La croissance dans la zone euro devrait être de 1,3% l’année prochaine après 0,8% cette année, selon le Fonds monétaire international. «Les Européens doivent avancer très rapidement. Le chômage élevé et l’inflation déclinante pourraient mettre le sujet d’une sortie de l’euro de nouveau sur la table l’année prochaine alors que de nombreuses élections vont intervenir», met en garde la recherche de RBS. «Des incertitudes pèsent sur les modalités de financement de ce plan, ainsi que sur son contenu effectif», a cependant souligné le ministre français des Finances et des comptes publics, Michel Sapin, lors d’une audition devant des sénateurs début novembre.
Jean-Claude Juncker a fait valoir qu’il pourrait être fait «un meilleur usage des fonds européens et des instruments financiers de l’Union, tels que la Banque Européenne d’Investissement (BEI)». A la fin de l’année 2012, les européens ont déjà décidé d’augmenter le capital de la BEI de 10 milliards d’euros pour permettre à l’institution d’accorder quelque 60 milliards d’euros de prêts supplémentaires sur trois ans.
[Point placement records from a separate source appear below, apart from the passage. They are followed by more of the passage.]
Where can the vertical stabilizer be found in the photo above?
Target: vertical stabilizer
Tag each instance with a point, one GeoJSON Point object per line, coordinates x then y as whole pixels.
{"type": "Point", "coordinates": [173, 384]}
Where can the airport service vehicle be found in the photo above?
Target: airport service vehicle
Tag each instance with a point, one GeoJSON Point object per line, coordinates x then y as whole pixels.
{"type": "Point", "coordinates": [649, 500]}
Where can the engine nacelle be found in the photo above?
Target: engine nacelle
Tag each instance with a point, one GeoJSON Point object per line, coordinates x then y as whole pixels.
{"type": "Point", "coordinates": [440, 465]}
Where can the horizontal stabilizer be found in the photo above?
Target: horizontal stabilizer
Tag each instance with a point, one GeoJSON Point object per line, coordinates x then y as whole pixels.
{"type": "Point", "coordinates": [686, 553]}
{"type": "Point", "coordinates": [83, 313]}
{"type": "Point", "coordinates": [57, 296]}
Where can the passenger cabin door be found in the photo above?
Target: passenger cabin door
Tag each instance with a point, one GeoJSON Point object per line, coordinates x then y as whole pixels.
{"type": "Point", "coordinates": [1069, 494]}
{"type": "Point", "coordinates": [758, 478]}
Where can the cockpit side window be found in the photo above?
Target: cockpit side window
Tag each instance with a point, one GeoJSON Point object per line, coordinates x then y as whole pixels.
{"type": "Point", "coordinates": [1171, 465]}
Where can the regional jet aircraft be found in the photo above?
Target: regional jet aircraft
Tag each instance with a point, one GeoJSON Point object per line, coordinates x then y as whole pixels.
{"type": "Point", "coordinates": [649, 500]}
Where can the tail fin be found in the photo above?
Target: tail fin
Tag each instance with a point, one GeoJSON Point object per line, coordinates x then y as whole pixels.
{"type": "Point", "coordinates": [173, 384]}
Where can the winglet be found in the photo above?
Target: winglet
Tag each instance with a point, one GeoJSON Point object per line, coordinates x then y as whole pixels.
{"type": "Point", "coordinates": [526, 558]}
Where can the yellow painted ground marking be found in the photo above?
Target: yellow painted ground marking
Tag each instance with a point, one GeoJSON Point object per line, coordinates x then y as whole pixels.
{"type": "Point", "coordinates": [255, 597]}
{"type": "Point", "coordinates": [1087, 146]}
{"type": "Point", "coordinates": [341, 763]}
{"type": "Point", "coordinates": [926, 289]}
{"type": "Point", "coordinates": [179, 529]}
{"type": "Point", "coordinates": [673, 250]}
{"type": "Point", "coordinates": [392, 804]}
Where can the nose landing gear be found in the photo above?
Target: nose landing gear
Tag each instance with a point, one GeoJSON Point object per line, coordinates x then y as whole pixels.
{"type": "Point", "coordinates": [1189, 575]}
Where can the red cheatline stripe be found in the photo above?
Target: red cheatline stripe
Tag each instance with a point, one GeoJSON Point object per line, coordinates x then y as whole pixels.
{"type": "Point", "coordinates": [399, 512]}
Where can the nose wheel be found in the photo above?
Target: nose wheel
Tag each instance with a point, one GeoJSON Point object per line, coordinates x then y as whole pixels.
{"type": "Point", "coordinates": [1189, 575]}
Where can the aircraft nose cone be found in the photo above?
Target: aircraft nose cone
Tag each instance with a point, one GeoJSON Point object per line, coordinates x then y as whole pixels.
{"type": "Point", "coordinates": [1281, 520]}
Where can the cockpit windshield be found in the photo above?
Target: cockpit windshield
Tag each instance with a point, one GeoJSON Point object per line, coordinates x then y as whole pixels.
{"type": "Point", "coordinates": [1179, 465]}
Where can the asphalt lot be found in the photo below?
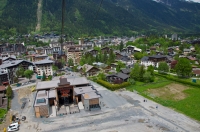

Alors que l’institution se félicite aujourd’hui d’être notée AAA par les agences, le gouvernement français plaide pour la création d’un fonds qui prendrait plus de risques que ne le fait la BEI aujourd’hui. Selon le Financial Times, la Commission réfléchit à créer de nouveaux fonds d’investissement alimentés par le budget européen et la BEI. La Commission envisagerait que les fonds aient un effet de levier de 10, ce qui ne nécessiterait de mobiliser que 30 milliards d’euros. Ce niveau de levier est «élevé» et le montant de fonds qui seraient ainsi débloqués est «faible», selon RBS. A ses yeux, ce type de plan pourrait manquer de crédibilité.
Si le plan d’investissement promis pourrait «améliorer la confiance» et par ce biais «encourager les entreprises à accroître leur plan d’investissement», sa «mise en œuvre ne sera pas rapide», estime la recherche de Goldman Sachs.